Officials and experts say they don’t know why the herd is migrating.
According to Tammie Matson, zoologist and researcher at the University of Rwanda and director of Matson and Ridley Safaris, elephants can travel long distances if there is not enough habitat to meet their needs.
“Some may be pressured to move away to access these resources in order to avoid competition,” she said.
Xinhua reported that the Asian elephant population in Yunnan has grown from 180 in the 1980s to 300 in 2021. So it is possible that as the number increases, a subgroup has started. looking for a new home, got lost and continued to travel, according to Nilanga Jayasinghe. , director of the wildlife conservation team at WWF, an international non-governmental organization specializing in wildlife conservation.
Download the NBC News app for the latest news and politics
Internet users have many theories as to why elephants migrate, blaming global warming and deforestation.
Asian elephants inhabit forests and grasslands, so deforestation rates in Xishuangbanna, which reached an annual average of 4.1 square miles in 2010, may have contributed to the herd’s migration.
Still, long-distance treks are not unheard of for animals, according to Raman Sukumar, professor of ecology at the Indian Institute of Science in Bengaluru, India, with similar migrations taking place in India and Sri Lanka.
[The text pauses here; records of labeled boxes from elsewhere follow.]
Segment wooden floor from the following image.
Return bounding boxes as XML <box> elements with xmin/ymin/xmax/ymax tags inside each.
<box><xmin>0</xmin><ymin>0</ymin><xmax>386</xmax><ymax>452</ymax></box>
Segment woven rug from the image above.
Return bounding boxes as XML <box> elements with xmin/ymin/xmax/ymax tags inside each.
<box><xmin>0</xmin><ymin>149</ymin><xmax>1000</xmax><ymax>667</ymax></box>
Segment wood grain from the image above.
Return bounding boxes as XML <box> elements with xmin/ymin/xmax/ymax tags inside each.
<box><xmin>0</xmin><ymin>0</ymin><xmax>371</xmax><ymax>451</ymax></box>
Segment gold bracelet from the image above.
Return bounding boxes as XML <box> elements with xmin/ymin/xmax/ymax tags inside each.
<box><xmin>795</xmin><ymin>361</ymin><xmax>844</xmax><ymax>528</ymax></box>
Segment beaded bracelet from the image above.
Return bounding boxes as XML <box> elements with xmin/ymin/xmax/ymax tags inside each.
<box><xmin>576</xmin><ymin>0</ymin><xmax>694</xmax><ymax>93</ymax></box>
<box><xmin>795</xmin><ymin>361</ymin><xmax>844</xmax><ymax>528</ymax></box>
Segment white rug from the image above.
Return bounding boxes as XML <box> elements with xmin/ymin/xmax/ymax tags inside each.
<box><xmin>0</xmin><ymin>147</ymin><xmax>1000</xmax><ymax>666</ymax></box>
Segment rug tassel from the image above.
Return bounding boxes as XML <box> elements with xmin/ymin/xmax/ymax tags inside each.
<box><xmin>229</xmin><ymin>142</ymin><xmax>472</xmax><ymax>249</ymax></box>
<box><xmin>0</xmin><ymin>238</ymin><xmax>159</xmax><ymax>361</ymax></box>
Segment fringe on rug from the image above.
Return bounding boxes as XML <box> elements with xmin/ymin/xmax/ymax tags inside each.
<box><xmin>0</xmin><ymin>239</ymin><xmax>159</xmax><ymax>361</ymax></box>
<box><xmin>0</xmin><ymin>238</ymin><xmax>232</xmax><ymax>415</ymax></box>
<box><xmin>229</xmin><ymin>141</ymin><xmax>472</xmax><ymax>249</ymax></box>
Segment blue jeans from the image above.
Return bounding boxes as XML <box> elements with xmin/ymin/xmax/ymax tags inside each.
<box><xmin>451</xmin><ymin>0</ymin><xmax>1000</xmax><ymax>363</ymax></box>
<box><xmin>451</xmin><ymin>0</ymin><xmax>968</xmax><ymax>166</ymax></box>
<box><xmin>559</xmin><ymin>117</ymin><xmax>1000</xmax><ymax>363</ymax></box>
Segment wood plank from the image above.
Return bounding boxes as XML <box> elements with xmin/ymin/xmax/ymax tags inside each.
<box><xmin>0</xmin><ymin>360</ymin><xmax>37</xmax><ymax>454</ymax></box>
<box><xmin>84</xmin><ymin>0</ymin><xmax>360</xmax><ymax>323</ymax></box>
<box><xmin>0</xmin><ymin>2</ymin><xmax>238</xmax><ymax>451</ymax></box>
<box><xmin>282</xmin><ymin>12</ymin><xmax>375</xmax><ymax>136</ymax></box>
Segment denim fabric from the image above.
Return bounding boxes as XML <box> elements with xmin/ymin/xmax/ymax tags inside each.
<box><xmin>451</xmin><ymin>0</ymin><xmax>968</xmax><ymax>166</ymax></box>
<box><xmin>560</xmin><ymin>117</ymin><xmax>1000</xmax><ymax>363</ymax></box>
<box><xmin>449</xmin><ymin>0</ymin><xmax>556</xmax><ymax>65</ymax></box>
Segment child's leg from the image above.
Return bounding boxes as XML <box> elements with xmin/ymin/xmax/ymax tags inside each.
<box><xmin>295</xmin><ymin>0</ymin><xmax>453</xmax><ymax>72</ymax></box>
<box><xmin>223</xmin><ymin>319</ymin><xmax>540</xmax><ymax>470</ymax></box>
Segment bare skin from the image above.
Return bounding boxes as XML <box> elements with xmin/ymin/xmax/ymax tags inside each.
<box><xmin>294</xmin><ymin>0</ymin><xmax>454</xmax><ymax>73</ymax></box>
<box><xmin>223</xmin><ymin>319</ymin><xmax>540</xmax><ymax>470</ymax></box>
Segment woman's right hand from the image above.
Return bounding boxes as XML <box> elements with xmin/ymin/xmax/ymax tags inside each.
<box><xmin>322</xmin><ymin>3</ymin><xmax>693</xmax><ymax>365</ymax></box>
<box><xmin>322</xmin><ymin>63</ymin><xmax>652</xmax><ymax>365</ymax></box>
These movements can have a negative impact on the health of a herd, he warned.
“I would expect stress levels in elephants to start increasing because elephants are in a totally different type of terrain,” he said. “It’s very densely populated … It’s not that easy for them to move around a city.”
For Hannah Mumby, an assistant professor in the School of Biological Sciences at the University of Hong Kong, it is important to address the root cause of their departure, otherwise this behavior could be repeated.
China’s Central Television news agency captured signs of a second herd of elephants attempting to cross a river in Xishuangbanna.
In the meantime, those who have seen the elephants say the experience is more than memorable.
“Before this meeting, I just felt curious about animals, now I think I would volunteer in animal rights groups to save these giant creatures,” Chang said.